Plus précisément, l’intervenant s’est référé à la représentation d’un Dieu tout-puissant et bon, dont le comportement silencieux dans les pires tragédies humaines pose cependant de redoutables questions. Notre orateur n’en a pas paru conscient. De même il a mis l’accent sur une dévotion née au XIIIe siècle et relativement marginale, déconnectée de la célébration de l’Eucharistie. De cette dévotion à l’hostie consacrée très matérialisante il ressort une représentation du Christ qui n’a pas grand-chose à voir avec le Nazaréen qui a misé sa vie au nom de son Dieu pour redonner confiance, espoir et vie à ses compatriotes marginalisés et rejetés pour toutes sortes de raisons, dans le cadre de la religion de son temps pervertie par le ritualisme et le légalisme. C’est sur ces enjeux que Jésus a été assassiné. C’est sur eux que nous sommes appelés à poursuivre son œuvre de libération à tous niveaux. Ne retombons pas dans les ornières du judaïsme du temps de Jésus et condamnées par lui.

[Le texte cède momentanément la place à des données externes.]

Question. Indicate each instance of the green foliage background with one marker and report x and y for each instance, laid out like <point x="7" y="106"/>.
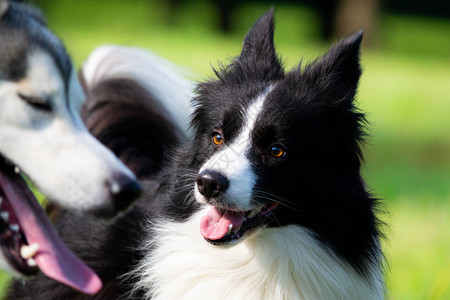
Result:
<point x="405" y="90"/>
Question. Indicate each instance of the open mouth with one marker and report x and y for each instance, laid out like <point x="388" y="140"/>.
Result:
<point x="28" y="239"/>
<point x="221" y="226"/>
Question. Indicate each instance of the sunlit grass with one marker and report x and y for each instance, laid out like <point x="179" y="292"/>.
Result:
<point x="404" y="90"/>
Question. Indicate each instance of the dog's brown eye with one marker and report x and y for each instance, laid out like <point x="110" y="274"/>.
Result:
<point x="217" y="138"/>
<point x="277" y="151"/>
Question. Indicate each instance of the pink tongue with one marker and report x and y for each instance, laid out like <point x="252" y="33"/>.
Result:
<point x="53" y="258"/>
<point x="215" y="224"/>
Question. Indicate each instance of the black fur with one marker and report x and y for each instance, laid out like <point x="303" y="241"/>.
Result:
<point x="23" y="30"/>
<point x="310" y="111"/>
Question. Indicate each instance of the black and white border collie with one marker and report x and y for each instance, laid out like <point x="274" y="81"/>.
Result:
<point x="264" y="201"/>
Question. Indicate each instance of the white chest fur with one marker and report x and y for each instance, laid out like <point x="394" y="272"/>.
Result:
<point x="276" y="263"/>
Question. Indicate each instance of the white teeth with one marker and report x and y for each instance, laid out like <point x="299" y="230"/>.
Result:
<point x="14" y="227"/>
<point x="4" y="215"/>
<point x="230" y="227"/>
<point x="31" y="262"/>
<point x="259" y="208"/>
<point x="29" y="251"/>
<point x="255" y="211"/>
<point x="251" y="214"/>
<point x="115" y="188"/>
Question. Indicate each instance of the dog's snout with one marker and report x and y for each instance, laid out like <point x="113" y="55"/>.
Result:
<point x="123" y="190"/>
<point x="211" y="183"/>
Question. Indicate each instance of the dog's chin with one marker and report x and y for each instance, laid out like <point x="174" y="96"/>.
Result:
<point x="12" y="238"/>
<point x="226" y="227"/>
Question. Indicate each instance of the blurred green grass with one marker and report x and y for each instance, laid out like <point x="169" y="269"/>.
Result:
<point x="404" y="90"/>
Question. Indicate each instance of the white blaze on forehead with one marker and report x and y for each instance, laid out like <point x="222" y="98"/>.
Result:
<point x="43" y="77"/>
<point x="233" y="162"/>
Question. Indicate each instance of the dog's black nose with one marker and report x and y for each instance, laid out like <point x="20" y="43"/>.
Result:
<point x="211" y="183"/>
<point x="123" y="190"/>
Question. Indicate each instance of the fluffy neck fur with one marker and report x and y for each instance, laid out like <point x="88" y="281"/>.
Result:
<point x="276" y="263"/>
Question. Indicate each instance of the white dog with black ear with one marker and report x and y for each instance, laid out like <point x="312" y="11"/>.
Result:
<point x="43" y="139"/>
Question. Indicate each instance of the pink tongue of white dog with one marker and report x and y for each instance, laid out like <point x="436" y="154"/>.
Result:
<point x="53" y="258"/>
<point x="216" y="223"/>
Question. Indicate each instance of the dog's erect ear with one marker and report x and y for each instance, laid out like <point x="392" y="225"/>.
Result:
<point x="4" y="7"/>
<point x="338" y="72"/>
<point x="258" y="50"/>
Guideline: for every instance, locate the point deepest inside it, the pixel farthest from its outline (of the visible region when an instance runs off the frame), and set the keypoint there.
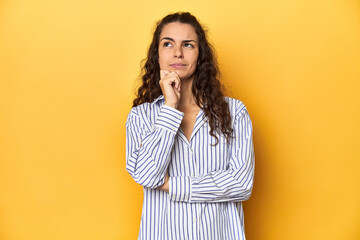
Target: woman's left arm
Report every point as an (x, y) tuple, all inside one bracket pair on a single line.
[(232, 184)]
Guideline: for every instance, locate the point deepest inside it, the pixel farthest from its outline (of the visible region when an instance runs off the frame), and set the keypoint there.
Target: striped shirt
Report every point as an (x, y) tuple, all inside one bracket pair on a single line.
[(206, 183)]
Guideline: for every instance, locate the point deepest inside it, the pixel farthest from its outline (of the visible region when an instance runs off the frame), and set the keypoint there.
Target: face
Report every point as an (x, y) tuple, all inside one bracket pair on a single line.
[(179, 49)]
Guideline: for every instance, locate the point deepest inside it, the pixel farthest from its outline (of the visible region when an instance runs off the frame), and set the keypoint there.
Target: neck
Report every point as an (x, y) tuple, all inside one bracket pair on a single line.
[(187, 98)]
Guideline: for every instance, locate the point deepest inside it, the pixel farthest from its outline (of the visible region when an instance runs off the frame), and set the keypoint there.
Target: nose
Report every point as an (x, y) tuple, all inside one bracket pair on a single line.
[(178, 52)]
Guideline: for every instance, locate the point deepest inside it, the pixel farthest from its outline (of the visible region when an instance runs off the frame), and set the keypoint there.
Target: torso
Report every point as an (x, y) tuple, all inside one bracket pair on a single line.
[(189, 119)]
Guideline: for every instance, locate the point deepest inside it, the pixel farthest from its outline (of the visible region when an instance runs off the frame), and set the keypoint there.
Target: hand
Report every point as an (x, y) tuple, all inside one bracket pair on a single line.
[(165, 186), (170, 86)]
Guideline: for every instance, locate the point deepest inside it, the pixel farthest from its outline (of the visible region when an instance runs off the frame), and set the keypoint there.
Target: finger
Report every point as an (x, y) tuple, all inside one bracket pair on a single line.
[(164, 73)]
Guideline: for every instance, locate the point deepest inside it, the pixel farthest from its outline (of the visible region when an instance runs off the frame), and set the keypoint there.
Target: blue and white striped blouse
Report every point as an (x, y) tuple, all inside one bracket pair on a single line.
[(206, 183)]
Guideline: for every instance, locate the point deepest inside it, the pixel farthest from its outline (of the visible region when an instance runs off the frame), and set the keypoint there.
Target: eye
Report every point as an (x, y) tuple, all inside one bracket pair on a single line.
[(167, 44), (188, 45)]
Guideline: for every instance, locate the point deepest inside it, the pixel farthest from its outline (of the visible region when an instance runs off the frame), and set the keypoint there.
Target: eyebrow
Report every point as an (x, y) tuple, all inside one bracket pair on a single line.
[(170, 39)]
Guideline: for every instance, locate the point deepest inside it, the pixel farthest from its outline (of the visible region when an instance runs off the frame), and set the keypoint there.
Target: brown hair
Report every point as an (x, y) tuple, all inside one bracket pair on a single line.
[(206, 86)]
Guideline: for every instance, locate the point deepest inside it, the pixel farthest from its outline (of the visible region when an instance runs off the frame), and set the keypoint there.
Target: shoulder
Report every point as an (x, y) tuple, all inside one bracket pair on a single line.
[(237, 107), (146, 111)]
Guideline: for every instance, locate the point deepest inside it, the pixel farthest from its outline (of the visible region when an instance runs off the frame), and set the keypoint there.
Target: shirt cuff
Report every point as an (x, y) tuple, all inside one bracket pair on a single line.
[(169, 118), (180, 188)]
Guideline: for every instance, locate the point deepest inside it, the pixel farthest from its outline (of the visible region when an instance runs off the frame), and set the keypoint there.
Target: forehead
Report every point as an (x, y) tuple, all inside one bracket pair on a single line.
[(178, 31)]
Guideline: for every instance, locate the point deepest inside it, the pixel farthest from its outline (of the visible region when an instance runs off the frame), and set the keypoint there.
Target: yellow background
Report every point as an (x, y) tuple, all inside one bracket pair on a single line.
[(67, 77)]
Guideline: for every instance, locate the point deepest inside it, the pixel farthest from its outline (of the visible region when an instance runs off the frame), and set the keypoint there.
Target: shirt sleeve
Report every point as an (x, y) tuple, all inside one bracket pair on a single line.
[(232, 184), (148, 151)]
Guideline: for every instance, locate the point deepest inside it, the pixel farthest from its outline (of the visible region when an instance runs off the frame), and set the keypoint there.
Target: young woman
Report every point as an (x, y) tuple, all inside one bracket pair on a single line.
[(187, 144)]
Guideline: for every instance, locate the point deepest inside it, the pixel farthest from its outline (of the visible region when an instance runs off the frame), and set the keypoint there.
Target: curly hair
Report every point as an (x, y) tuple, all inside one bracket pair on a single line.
[(206, 87)]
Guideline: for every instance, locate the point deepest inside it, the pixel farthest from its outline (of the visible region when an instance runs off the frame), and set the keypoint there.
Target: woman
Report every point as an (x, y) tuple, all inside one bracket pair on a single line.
[(188, 145)]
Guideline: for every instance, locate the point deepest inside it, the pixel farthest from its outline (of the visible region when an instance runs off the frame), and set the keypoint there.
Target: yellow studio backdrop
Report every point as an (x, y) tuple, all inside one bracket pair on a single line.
[(67, 78)]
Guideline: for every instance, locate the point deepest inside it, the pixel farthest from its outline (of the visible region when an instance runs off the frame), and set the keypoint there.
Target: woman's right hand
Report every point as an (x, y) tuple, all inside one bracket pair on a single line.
[(170, 86)]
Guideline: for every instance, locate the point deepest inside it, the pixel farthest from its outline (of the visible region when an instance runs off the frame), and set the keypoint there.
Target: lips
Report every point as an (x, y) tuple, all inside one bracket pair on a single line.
[(178, 65)]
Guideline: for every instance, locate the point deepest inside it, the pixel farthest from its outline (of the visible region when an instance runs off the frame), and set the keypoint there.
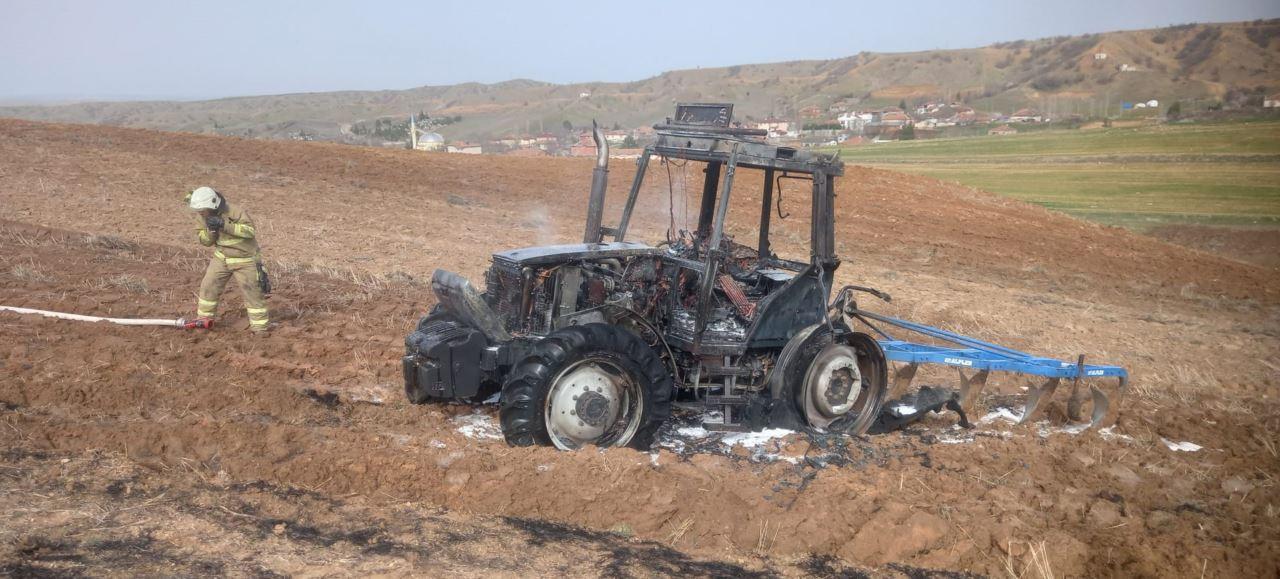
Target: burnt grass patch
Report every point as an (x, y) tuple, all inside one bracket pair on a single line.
[(144, 555)]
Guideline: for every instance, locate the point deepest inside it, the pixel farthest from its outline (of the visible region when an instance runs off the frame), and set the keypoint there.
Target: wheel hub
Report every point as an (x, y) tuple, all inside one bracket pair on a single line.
[(593, 409), (583, 404), (832, 384)]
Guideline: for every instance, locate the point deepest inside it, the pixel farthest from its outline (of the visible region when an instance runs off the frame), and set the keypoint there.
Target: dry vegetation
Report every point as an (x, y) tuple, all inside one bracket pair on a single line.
[(152, 451)]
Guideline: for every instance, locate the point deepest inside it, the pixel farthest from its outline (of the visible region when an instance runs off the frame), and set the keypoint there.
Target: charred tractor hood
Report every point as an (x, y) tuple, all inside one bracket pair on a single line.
[(558, 254)]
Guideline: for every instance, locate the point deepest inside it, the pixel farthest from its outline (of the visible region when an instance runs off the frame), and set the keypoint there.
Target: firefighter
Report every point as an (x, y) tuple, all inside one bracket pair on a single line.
[(229, 231)]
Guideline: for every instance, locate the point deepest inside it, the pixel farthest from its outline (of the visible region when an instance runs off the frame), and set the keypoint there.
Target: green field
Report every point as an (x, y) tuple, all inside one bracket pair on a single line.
[(1212, 173)]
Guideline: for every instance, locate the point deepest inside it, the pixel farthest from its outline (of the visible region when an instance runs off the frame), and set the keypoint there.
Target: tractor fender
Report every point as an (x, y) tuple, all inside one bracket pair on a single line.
[(777, 377)]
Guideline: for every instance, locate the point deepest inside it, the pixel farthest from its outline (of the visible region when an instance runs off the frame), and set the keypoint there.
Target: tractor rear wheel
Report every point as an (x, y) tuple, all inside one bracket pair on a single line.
[(586, 384), (840, 386)]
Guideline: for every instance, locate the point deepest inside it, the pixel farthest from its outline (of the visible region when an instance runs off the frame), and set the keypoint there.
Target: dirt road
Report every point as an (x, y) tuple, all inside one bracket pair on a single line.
[(150, 450)]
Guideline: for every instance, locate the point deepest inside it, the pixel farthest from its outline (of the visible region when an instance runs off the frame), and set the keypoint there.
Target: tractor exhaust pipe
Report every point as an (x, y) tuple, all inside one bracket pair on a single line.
[(599, 181)]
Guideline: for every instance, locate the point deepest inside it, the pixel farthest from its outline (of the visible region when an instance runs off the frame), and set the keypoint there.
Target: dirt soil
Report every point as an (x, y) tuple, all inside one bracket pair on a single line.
[(1255, 246), (156, 451)]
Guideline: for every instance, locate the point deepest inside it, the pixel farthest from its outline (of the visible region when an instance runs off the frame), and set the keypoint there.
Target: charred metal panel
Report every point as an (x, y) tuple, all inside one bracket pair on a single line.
[(556, 254), (784, 313)]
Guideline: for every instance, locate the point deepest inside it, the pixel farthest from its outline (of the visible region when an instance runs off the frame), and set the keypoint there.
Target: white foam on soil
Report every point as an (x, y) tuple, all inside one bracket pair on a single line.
[(1045, 429), (479, 427), (691, 432), (752, 440), (1111, 434), (1001, 414), (1180, 446)]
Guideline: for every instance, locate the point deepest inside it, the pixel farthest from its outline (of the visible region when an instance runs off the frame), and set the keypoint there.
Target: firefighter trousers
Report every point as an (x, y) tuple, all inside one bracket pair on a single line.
[(245, 270)]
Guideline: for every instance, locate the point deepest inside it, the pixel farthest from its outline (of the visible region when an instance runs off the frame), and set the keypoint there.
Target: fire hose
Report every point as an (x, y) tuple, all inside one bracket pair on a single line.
[(177, 323)]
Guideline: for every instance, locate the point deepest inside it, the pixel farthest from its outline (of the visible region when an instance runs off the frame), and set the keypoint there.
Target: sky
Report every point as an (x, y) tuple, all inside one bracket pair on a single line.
[(181, 49)]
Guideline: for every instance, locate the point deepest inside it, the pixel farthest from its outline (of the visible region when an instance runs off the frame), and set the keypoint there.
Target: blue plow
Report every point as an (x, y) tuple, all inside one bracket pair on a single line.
[(982, 358)]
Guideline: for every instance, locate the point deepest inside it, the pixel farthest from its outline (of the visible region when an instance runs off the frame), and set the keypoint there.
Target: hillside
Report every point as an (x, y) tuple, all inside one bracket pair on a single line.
[(1059, 74), (155, 451)]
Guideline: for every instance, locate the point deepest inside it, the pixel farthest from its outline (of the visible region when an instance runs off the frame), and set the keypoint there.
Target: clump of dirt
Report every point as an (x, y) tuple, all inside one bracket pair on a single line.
[(296, 454)]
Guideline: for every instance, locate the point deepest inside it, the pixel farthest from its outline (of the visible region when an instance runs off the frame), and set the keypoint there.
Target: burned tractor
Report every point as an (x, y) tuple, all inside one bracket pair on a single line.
[(592, 343)]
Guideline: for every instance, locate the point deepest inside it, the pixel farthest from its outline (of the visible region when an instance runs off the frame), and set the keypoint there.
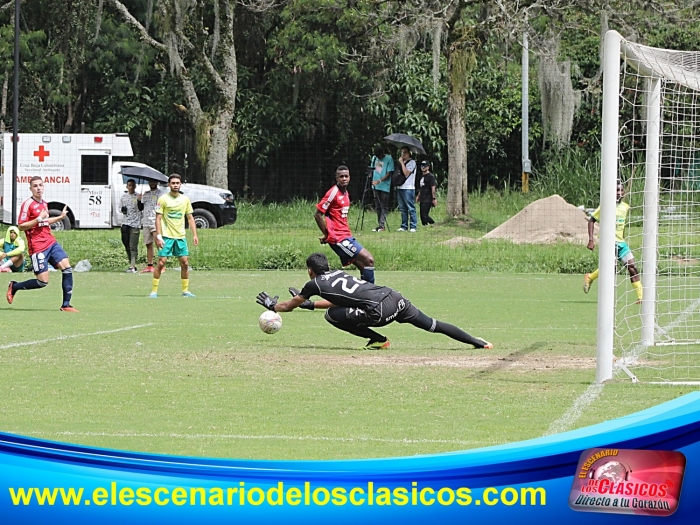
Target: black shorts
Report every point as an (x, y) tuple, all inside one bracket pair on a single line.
[(394, 307)]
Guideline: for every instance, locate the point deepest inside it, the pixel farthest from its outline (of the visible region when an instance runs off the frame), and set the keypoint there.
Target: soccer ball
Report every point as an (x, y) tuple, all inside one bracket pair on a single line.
[(270, 322)]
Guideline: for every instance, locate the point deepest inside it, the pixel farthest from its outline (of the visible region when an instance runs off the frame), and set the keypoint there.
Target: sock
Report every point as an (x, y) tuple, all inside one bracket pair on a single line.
[(456, 334), (638, 289), (67, 285), (31, 284)]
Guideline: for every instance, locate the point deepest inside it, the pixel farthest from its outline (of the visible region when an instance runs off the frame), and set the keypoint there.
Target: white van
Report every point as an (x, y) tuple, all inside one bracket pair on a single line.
[(83, 172)]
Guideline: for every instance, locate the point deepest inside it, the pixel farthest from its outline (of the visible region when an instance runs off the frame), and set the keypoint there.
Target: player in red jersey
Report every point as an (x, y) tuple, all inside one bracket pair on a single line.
[(43, 248), (332, 219)]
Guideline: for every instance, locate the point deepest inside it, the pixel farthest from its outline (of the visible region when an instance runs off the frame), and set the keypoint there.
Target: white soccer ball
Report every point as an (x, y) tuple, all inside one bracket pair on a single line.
[(270, 322)]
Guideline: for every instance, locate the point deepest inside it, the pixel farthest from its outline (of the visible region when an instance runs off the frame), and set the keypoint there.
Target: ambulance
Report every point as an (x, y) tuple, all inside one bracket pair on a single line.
[(84, 173)]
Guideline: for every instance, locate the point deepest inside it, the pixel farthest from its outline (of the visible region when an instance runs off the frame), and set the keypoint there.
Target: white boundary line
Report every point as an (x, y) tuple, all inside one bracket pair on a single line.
[(242, 437), (566, 421), (74, 336)]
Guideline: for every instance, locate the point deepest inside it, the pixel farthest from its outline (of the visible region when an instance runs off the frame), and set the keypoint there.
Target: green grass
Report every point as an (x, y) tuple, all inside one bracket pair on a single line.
[(202, 379), (280, 236)]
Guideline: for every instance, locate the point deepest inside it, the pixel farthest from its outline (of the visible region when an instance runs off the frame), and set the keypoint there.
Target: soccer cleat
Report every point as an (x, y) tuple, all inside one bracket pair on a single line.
[(10, 295), (487, 345), (376, 345), (69, 308)]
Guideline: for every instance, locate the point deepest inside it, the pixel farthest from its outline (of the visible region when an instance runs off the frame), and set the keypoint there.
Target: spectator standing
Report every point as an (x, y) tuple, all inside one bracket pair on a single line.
[(406, 193), (383, 166), (147, 204), (426, 196), (131, 224)]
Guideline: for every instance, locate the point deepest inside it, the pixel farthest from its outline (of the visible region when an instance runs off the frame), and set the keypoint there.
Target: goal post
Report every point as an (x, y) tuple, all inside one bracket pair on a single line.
[(651, 143)]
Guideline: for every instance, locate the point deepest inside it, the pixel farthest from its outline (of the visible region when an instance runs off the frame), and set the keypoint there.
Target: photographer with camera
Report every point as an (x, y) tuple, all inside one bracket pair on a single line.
[(382, 167)]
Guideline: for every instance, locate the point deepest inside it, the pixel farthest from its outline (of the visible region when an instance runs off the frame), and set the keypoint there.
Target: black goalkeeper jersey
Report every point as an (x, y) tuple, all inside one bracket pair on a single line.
[(343, 289)]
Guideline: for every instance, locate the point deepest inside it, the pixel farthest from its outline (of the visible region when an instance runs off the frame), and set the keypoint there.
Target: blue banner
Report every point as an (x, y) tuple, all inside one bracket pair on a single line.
[(530, 481)]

Autre réserve : sous ses dehors communautaires, la célébration ne l’a pas été ; il y avait un acteur principal qui a conduit la cérémonie de bout en bout et un « troupeau » de fidèles qui gobait ce que disait et faisait le « gourou », l’homme sacralisé qui sait tout sur tout. Le danger de dépendance est réel. Alain-Marie Ratti est un fameux bateleur !
Au motif de toutes ces réserves, je ne comprends pas que vous, évêque de Nantes, ayez autorisé ce genre de manifestation, que vous, évêque de Meaux, laissiez Alain-Marie Ratti se répandre, ni que vous, les prêtres de Ste-Pazanne, ayez recommandé et accueilli le week-end et la veillée.
Voilà ce que je voulais vous exprimer au nom de mon attachement à la personne de Jésus le Christ et au visage de son Dieu qui transparaît à travers ses paroles et ses actes de libération. C’est cette « religion » en esprit et vérité que j’essaie de vivre concrètement, dont les deux grands commandements se conjuguent ensemble, mais où la pratique du second atteste seule la qualité de réponse au premier.
Je suis loin d’être le seul à ne plus retrouver mon compte dans les messes et autres cérémonies paroissiales, dont le langage et le fonctionnement datant d’une autre culture ne sont plus crédibles. Essayez-vous d’entendre ces chrétiens qui désertent les églises pour ces motifs ? Je vous recommande à ce sujet l’article de Jean-Louis Schlegel paru dans le numéro des Études d’octobre : « Pourquoi les chrétiens s’ennuient-ils à la messe ». Il est très instructif.
Veuillez croire, Messieurs les évêques et messieurs les prêtres ainsi que vos conseils, à la sincérité de ma démarche inspirée par ma passion pour Jésus, son message et sa pratique.